Last month we gave you 3 real estate myths that tend to circulates online and among buyers and sellers. Lots of these myths can cost everyone involved in a real estate transaction precious time and money. To help lay these real estate myths to rest and to keep you better informed, here is our second installment of real estate myths debunked!

Myth: Sellers should expect to earn back what they put in to renovations.

Springing to replace old and outdated appliances will almost always pay off, as they will make the whole kitchen seem fresh and new. The same goes for structural details like new roofing, a sturdy and long-lasting front door and a fresh coat of paint. All create a great return on investment.

Reality: When it comes to adding value to your home, it’s best to stick with the updates that are the most pertinent and fundamental. Where things start to go wrong is during big and elaborate renovations. Overly personalized or ornate details may turn potential buyers off since they are hard to replace or rework. The truth is, most buyers aren’t going to share your exact taste and will end up making adjustments to suit their needs. It’s best to focus your money on the basics and skip the customizations.

Myth: When selling a home, price it to leave room for negotiation.

One of the most popular real estate myths out there is that you should price your home higher than what you’d like in order to leave room for negotiation. While this sounds like it might be the ideal situation to sell your home, it can actually lead to not selling your home at all.

Reality: Pricing a home correctly is one of the top three most important things when selling a home. Due to the amount of information available through the internet, buyers are more savvy and educated than ever before. A well informed buyer will not waste their time looking at an overpriced home. If you decide to list too high right off the bat, it will deter many potential buyers.

Myth: Real estate agents will say and do anything to make a sale.

Just like in any other profession or walk of life, it’s true that you will run into those who are willing to stretch the truth or even flat out lie. However, this myth does not apply to the majority of real estate agents and it is unfair to cast all real estate agents in this light.

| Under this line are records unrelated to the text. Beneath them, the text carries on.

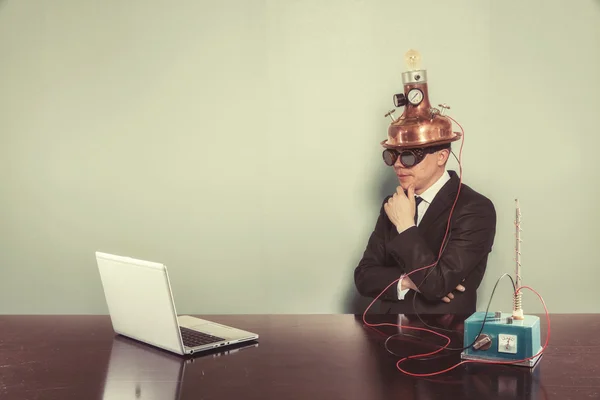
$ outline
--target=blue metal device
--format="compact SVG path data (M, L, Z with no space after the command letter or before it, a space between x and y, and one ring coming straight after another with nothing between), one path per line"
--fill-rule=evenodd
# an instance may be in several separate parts
M462 359L506 362L529 358L509 365L533 367L541 357L540 318L525 315L515 319L513 314L502 312L488 312L486 317L485 312L476 312L465 320L463 345L473 342L462 352Z
M515 199L516 280L512 314L476 312L465 320L463 360L510 362L534 367L542 353L540 318L523 315L521 302L521 210ZM514 282L513 282L514 283ZM481 333L480 333L481 332ZM472 346L470 346L473 343ZM518 360L523 360L516 362Z

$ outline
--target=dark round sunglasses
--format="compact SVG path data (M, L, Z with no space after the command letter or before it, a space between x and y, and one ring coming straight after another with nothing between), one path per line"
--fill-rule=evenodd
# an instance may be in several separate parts
M394 149L385 149L383 151L383 161L386 163L386 165L391 167L396 163L397 159L400 159L400 164L406 168L410 168L423 161L427 154L433 154L436 151L447 148L448 145L405 149L400 151Z

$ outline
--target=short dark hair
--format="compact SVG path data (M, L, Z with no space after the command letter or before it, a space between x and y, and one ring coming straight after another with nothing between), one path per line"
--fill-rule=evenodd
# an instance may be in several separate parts
M442 144L433 144L431 146L419 146L419 147L414 147L415 149L421 149L423 150L425 153L435 153L436 151L440 151L440 150L445 150L448 149L450 151L452 151L452 143L442 143Z
M448 149L448 151L452 152L452 143L434 144L433 146L427 146L427 147L423 148L423 150L425 151L426 154L433 154L440 150L446 150L446 149ZM444 162L444 165L446 165L446 163L448 162L449 159L450 159L450 155L448 155L448 158L446 158L446 162Z
M431 151L433 151L433 152L444 150L444 149L451 150L452 149L452 143L442 143L442 144L431 146Z

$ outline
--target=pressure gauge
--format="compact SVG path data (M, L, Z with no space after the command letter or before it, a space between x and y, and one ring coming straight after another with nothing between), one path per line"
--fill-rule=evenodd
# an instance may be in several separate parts
M423 101L423 92L421 91L421 89L410 89L410 91L408 92L408 96L406 96L408 98L408 101L410 102L410 104L412 104L413 106L419 105L422 101Z
M499 334L498 353L517 354L517 336L505 333Z

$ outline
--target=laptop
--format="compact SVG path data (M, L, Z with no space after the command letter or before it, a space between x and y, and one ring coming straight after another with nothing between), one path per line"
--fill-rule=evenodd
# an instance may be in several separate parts
M256 333L177 315L166 265L96 252L114 331L179 355L258 340Z

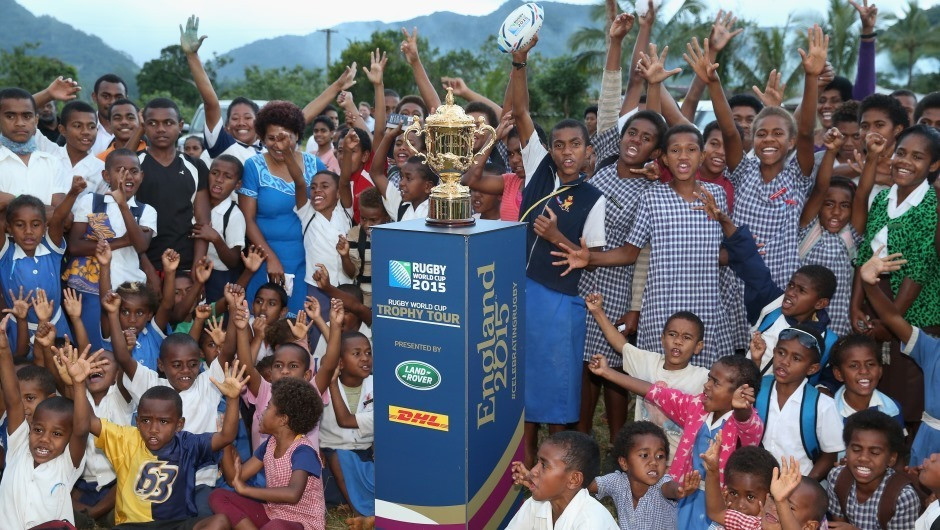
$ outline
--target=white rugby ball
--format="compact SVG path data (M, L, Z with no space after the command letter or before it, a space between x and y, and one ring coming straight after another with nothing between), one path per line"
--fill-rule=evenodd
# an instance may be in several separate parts
M528 44L542 29L544 19L545 11L536 3L516 8L499 27L499 35L496 36L499 50L512 53Z

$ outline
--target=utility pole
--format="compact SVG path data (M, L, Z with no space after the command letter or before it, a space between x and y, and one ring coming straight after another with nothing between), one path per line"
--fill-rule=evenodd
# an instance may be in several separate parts
M339 33L339 30L327 28L318 29L317 31L320 33L326 33L326 68L324 68L324 71L328 71L330 69L330 40L334 33Z

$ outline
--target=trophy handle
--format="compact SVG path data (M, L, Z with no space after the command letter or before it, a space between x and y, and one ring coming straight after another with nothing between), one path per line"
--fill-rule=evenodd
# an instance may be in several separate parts
M486 133L490 133L489 139L486 141L486 144L484 144L483 147L481 147L479 151L470 155L470 159L473 160L474 164L477 164L480 162L479 160L477 160L477 155L479 155L480 153L492 147L493 143L496 142L496 129L490 127L489 125L486 125L485 123L478 123L476 130L473 131L474 136L486 134Z
M408 139L408 133L412 133L412 132L415 133L415 136L420 138L422 134L427 132L427 128L422 130L421 122L418 120L414 120L411 123L411 125L409 125L404 131L401 132L405 136L405 145L408 146L408 149L410 149L411 152L415 154L415 156L420 156L424 158L425 162L427 162L428 155L425 153L421 153L417 149L415 149L415 146L411 144L411 140Z

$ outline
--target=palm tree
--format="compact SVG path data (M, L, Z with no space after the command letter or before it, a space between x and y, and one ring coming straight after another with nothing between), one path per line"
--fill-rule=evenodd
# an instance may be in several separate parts
M858 63L858 12L847 2L829 0L828 22L823 28L829 35L829 62L837 75L849 77Z
M802 26L800 21L790 16L782 28L754 28L749 31L747 46L750 53L731 56L735 82L728 83L728 86L735 92L749 93L751 86L763 87L767 82L767 74L776 69L781 73L789 72L783 78L787 85L785 98L801 91L797 80L803 74L803 69L800 67L800 56L796 49L800 46L806 49L805 44L797 44L803 43L799 37L805 39L805 33L802 29L794 27Z
M917 59L940 51L940 28L931 26L918 0L908 0L903 17L889 14L883 20L894 24L884 31L881 43L891 52L891 61L907 69L907 87L910 88Z

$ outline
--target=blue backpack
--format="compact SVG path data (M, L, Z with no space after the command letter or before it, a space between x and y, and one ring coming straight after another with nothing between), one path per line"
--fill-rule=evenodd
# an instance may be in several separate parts
M770 391L773 390L776 381L773 375L764 376L760 383L760 392L757 393L757 400L754 408L761 421L764 422L764 432L767 432L767 416L770 411ZM819 402L819 390L807 382L803 385L803 403L800 406L800 440L803 442L803 450L809 455L811 460L816 460L819 456L819 440L816 438L816 404ZM763 435L761 435L763 442Z
M767 313L767 316L757 325L757 331L761 333L767 331L781 316L783 316L783 309L780 307ZM815 386L819 384L819 378L823 373L823 369L829 365L829 352L832 351L832 345L835 344L837 340L839 340L839 336L828 329L823 334L823 342L825 344L823 345L822 358L819 359L819 371L809 376L810 385ZM773 366L773 363L767 363L767 366L761 370L761 375L766 375L771 366Z

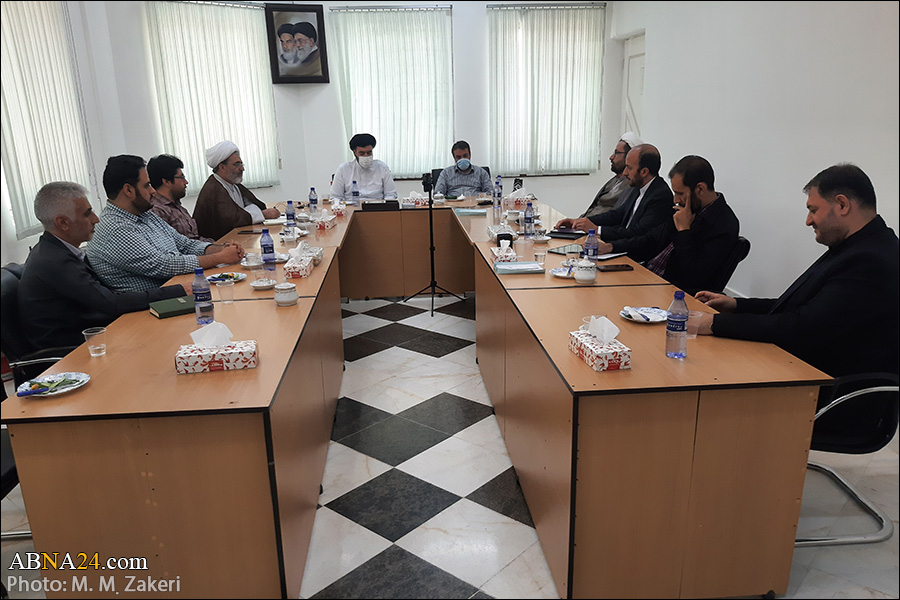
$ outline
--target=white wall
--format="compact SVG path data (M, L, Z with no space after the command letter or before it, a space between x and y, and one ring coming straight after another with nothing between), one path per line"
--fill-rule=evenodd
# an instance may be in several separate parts
M164 151L144 3L69 4L98 176L108 156ZM323 4L328 31L328 8L348 3ZM488 3L441 4L453 6L455 137L469 141L476 162L487 161ZM734 291L777 295L823 251L803 225L801 189L836 162L866 170L880 212L900 229L898 3L611 2L607 30L601 170L527 178L541 200L579 213L609 177L605 157L621 134L622 45L645 33L643 137L659 147L664 170L685 154L705 156L715 167L716 187L753 244L732 279ZM275 86L281 185L260 190L263 200L304 197L310 185L327 189L330 174L347 160L335 80ZM421 189L418 181L397 187L401 194ZM2 260L22 261L35 239L11 240L8 218L4 211Z

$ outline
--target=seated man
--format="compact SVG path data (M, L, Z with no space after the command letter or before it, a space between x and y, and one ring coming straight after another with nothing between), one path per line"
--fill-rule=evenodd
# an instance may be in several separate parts
M192 240L212 242L212 238L201 237L197 233L197 222L181 205L188 184L183 168L181 159L171 154L160 154L150 159L147 163L147 175L155 190L150 196L150 202L153 203L151 210L181 235Z
M720 311L698 333L771 342L832 377L897 373L900 363L900 245L877 212L859 167L840 164L803 191L806 224L828 250L778 299L700 292Z
M668 221L672 210L672 190L659 177L659 150L650 144L632 148L625 157L625 177L631 188L609 212L590 218L563 219L557 227L573 227L587 232L600 225L598 234L607 242L643 235Z
M672 285L693 294L711 287L727 267L740 224L714 187L712 165L685 156L669 171L675 214L644 235L600 244L601 254L628 252Z
M206 164L213 170L197 196L194 220L203 237L217 240L235 227L277 219L277 208L266 208L253 192L241 185L244 163L234 142L219 142L206 151Z
M294 46L298 65L289 75L318 77L322 75L322 57L319 55L319 35L312 23L301 21L294 25Z
M588 206L587 210L581 215L582 219L590 218L595 215L602 215L611 211L616 207L619 198L628 189L629 181L625 177L625 157L632 148L640 146L643 142L636 134L631 131L622 134L616 149L609 156L610 170L614 173L612 179L603 184L594 201Z
M434 186L435 194L445 196L477 196L493 190L488 172L472 164L469 143L462 140L450 149L456 164L441 171Z
M34 199L44 233L28 254L19 282L23 329L37 349L78 346L81 332L102 327L150 302L190 294L189 285L115 292L101 283L79 246L91 239L97 215L87 190L68 181L48 183Z
M103 171L109 200L87 246L91 265L104 285L120 291L149 291L175 275L234 264L240 244L192 240L150 210L153 187L140 156L113 156Z
M357 133L350 138L353 160L341 164L334 173L331 183L331 199L347 202L353 199L353 182L359 188L359 197L378 200L396 198L397 187L391 170L380 160L372 158L375 137L368 133Z

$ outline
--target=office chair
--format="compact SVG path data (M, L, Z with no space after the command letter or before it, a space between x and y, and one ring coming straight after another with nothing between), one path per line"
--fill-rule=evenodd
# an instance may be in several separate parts
M488 174L488 175L491 174L491 170L490 170L488 167L482 167L481 165L478 165L478 166L481 167L482 169L484 169L485 171L487 171L487 174ZM434 182L434 185L437 185L438 177L441 176L441 171L443 171L443 170L444 170L443 167L440 168L440 169L432 169L432 170L431 170L431 181ZM493 184L492 184L492 185L493 185Z
M821 401L820 401L821 405ZM835 379L830 400L815 416L810 449L840 454L869 454L884 448L897 431L900 387L893 373L864 373ZM800 537L795 547L868 544L894 533L891 518L831 467L809 461L807 467L824 473L857 505L879 522L874 533Z
M748 240L744 236L739 235L737 243L735 243L734 248L731 250L731 254L728 255L728 262L725 263L725 267L719 273L719 278L716 280L715 285L710 288L710 291L724 291L725 286L728 285L728 281L731 279L731 276L734 275L734 271L735 269L737 269L738 263L747 258L748 254L750 254L750 240Z
M75 349L75 346L38 349L28 340L19 319L17 300L22 273L23 267L17 263L0 268L0 351L9 361L16 387Z

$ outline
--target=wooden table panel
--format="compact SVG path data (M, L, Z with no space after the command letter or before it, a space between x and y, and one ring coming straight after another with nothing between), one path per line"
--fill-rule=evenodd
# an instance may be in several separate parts
M341 296L378 298L402 296L403 238L397 211L353 214L341 246Z
M488 397L506 435L506 313L511 304L490 266L480 254L475 263L475 354Z

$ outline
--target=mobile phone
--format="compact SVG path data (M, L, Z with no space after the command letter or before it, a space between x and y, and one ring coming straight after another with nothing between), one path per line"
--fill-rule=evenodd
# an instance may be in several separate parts
M551 231L554 231L556 233L580 233L581 235L587 233L580 229L575 229L574 227L557 227L556 229L551 229Z
M581 244L569 244L567 246L559 246L558 248L550 248L547 252L552 252L553 254L568 254L569 252L583 252L584 248L581 247Z
M238 233L262 233L262 229L242 229Z
M634 271L634 267L625 263L617 263L614 265L597 265L598 271Z

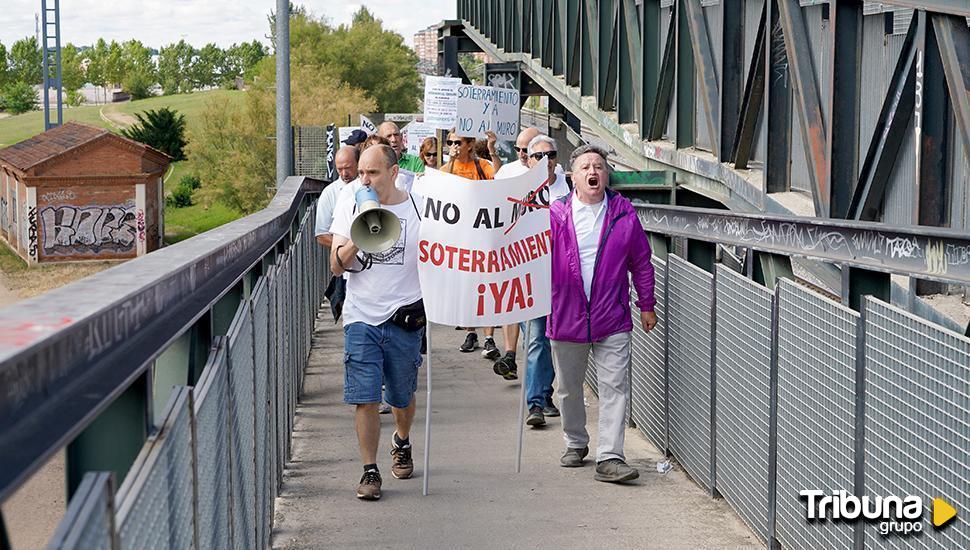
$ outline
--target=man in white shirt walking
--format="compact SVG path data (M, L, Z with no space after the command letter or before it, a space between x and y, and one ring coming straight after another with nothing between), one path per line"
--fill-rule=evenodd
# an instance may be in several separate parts
M417 257L421 216L417 199L394 185L398 166L393 149L386 145L368 148L361 154L359 171L361 184L376 192L381 206L401 223L397 243L384 252L370 254L363 262L350 240L356 213L353 195L343 194L331 227L331 269L335 275L348 273L343 311L344 402L356 406L357 439L364 464L357 496L377 500L382 481L377 467L381 433L377 409L382 383L384 399L394 413L391 474L406 479L414 472L409 435L424 328Z

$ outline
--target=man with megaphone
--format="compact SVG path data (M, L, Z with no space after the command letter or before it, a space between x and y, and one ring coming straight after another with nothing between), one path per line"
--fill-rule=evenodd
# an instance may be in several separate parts
M425 325L418 282L418 199L395 187L397 155L387 145L361 153L361 187L342 194L330 232L330 265L348 273L344 322L344 402L356 406L364 474L357 497L377 500L381 385L394 414L391 474L411 477L409 435L414 421L421 339Z

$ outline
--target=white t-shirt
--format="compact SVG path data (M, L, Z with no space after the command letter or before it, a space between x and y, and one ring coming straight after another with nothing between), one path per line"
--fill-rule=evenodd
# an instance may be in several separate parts
M351 185L348 185L349 189ZM401 237L390 250L373 255L373 264L360 273L347 273L347 298L344 301L344 326L367 323L377 326L387 321L401 306L421 299L418 281L418 233L421 216L416 205L421 199L411 194L400 204L384 204L401 220ZM353 194L341 193L334 210L330 233L350 238L356 201ZM353 269L357 269L354 262Z
M338 179L328 185L323 193L320 193L320 198L317 200L317 224L314 228L314 236L330 234L330 225L333 224L333 209L337 206L337 197L340 196L340 191L347 185L347 182Z
M360 183L360 178L348 183L337 193L337 202L340 202L344 196L349 195L351 197L357 194L357 190L361 188L364 184ZM409 172L403 168L398 168L397 179L394 180L394 187L397 187L405 193L411 192L411 186L414 185L414 172Z
M600 247L603 221L606 219L606 196L598 204L583 204L577 197L572 198L573 227L576 229L576 243L579 245L579 263L583 274L583 288L586 298L593 285L593 269L596 267L596 252Z
M495 172L494 179L500 180L502 178L514 178L515 176L521 176L528 171L528 166L522 164L522 161L519 159L515 159L508 164L503 164L502 167L498 169L498 172ZM559 176L563 181L566 181L566 174L562 171L562 166L559 164L556 165L556 176Z

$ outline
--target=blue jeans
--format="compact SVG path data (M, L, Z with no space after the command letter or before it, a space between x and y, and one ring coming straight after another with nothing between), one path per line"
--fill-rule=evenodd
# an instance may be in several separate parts
M519 330L526 332L526 323L519 323ZM552 381L556 371L552 368L552 351L546 338L546 318L539 317L528 322L529 341L526 343L525 400L529 408L552 405Z
M408 332L391 321L344 327L344 403L384 401L403 409L418 389L423 330Z

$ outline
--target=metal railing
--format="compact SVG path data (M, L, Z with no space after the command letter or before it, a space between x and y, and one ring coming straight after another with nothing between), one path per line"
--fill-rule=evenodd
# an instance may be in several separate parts
M824 258L843 268L912 269L948 282L967 277L959 254L900 255L886 246L886 239L904 239L925 252L943 242L952 252L967 245L965 233L637 210L645 229L676 239ZM806 235L830 240L799 241ZM882 247L861 254L852 243L863 242ZM653 262L662 322L646 334L634 315L631 417L695 482L723 496L772 547L970 547L970 524L936 531L929 513L935 497L970 502L970 338L872 296L854 311L789 279L772 290L725 264L711 272L663 252ZM935 266L932 273L925 264ZM595 375L588 381L595 384ZM807 521L799 496L807 489L917 495L924 531L932 532L903 539L880 535L876 522Z
M67 447L51 547L269 545L329 274L321 189L288 178L258 213L0 312L0 499Z

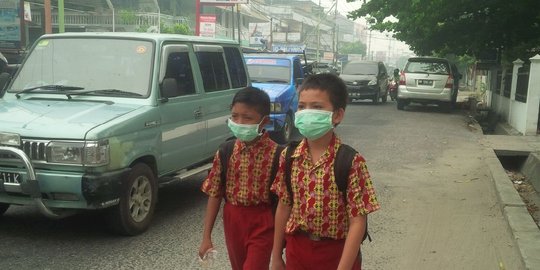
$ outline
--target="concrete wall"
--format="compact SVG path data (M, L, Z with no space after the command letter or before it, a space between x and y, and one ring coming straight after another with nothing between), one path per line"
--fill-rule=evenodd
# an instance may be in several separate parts
M520 59L513 62L510 98L503 96L502 89L499 91L499 94L494 93L496 78L493 77L496 76L496 70L490 71L492 77L490 80L491 87L487 91L489 107L496 111L502 120L507 121L510 126L523 135L537 134L538 111L540 107L540 55L536 55L530 60L531 68L526 103L516 101L518 69L523 66L523 61ZM504 73L503 78L505 77ZM504 87L504 81L501 85Z

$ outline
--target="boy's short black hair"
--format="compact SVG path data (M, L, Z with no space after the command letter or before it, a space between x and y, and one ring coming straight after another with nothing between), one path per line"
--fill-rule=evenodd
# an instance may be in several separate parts
M243 103L252 106L262 116L270 115L270 97L263 90L248 86L234 95L231 108L236 103Z
M347 107L347 86L345 82L332 73L321 73L308 76L300 86L299 93L306 90L320 90L328 93L334 110Z

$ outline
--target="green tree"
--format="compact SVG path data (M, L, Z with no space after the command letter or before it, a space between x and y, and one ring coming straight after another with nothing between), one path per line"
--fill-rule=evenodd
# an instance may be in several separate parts
M362 42L347 42L339 48L340 54L361 54L366 55L366 44Z
M513 61L540 53L538 0L371 0L349 17L393 32L419 55L495 49Z

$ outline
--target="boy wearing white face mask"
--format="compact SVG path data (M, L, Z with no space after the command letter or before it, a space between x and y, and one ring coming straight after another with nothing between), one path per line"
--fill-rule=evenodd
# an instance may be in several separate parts
M332 74L312 75L300 86L295 126L305 139L288 158L283 151L271 187L279 197L272 269L285 269L284 240L287 270L361 268L359 251L367 214L379 209L379 204L358 153L347 164L345 194L336 184L334 163L342 144L333 129L343 120L347 98L344 82Z
M208 195L208 204L199 256L213 248L211 234L224 198L225 242L234 270L268 269L270 264L274 217L269 187L272 162L279 153L278 145L263 130L269 115L266 92L247 87L234 96L228 126L237 139L226 168L222 166L223 153L218 150L201 187Z

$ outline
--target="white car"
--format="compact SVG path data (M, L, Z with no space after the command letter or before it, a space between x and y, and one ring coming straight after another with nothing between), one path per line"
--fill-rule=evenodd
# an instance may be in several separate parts
M457 98L456 82L461 77L452 70L452 64L444 58L409 58L399 78L398 110L411 102L452 108Z

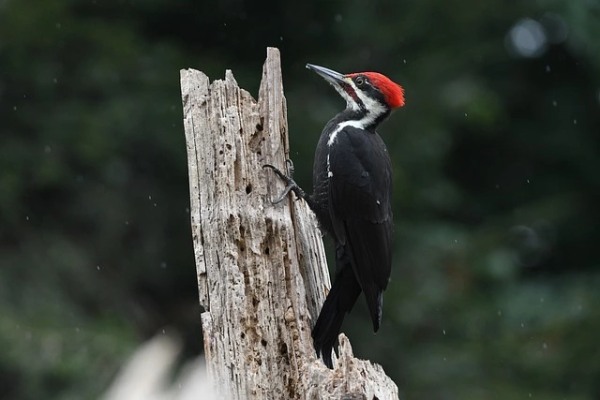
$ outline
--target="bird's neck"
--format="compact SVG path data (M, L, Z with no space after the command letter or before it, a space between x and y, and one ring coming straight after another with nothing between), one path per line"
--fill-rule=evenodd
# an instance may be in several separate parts
M346 108L336 115L331 122L335 125L344 124L365 131L375 131L377 126L382 123L388 115L390 115L390 110L383 107L377 110Z
M323 135L327 137L327 146L336 143L337 135L343 129L352 127L369 133L375 133L377 126L390 114L389 110L381 114L373 114L363 109L345 109L333 117L323 129Z

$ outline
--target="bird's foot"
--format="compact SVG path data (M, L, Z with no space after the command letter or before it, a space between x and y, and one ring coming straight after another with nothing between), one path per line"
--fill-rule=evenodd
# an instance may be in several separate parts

Reality: A real estate agent’s business relies heavily on referrals, repeat business, word of mouth, and the reputation that they build for themselves. Agents are unlikely to receive any of the aforementioned if they are blatantly lying to their clients. Real estate agents also follow a strict code of ethics, as well as many rules and regulations. Therefore, misrepresentations and false statements are against the law. Agents who break fiduciary relationships or fail to disclose material facts can be subject to prosecution and lose their license to sell real estate.